There are a number of reasons for this. For one thing there is an increasing human population which is consuming more fish. In some cases this is for health reasons while in others it may be a matter of convenience and cost. At any rate some groundfish species like cod and haddock have become scarce. Some fishing techniques such as the use of bottom trawling have greatly reduced their numbers, not to mention the damage inflicted on the benthic environment.
With a major loss of some species comes a shift in the food web of an ecosystem. Other organisms that are directly or indirectly dependent on the declining species are also affected. Some other populations may increase only to be exploited and harmed as bycatch or those that are inadvertently caught, but not taken, and are thrown back into the sea. Most of the bycatch does not survive. Controls on bycatch vary depending on the fishing technique employed.
Ecologists refer to these situations as exceeding the carrying capacity of the environment or the taking more than the maximum sustainable yield of a species. Unless catch limits are imposed, a fish population can easily be eliminated from one of the fishing areas. Our history with exploited species on land is replete with examples of sharply reducing an animal’s population or actually sending it into extinction. We are now seeing a similar scenario in the ocean.
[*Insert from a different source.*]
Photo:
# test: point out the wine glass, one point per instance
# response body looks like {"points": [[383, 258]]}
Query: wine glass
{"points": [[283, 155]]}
However, it is not a hopeless situation. We know that periodic closures of some areas to fishing allow many of the populations to reproduce and recover in a relatively short period of time. Consumers can also have a big impact by choosing to eat the fish that are more abundant. Increased support and research in aquaculture may help sustain some widely exploited species. Aquaculture is increasing in the United States but has a long way to go before it reaches the levels seen elsewhere such as China.
We are basically witnessing another example in our troubled history of too much demand on a limited resource. Even those who depend on fish populations to make a living recognize that something must be done to sustain a viable and economically important industry. I think we will be struggling with these issues for many years until there is a collapse in the resource or a widespread solution to the problem.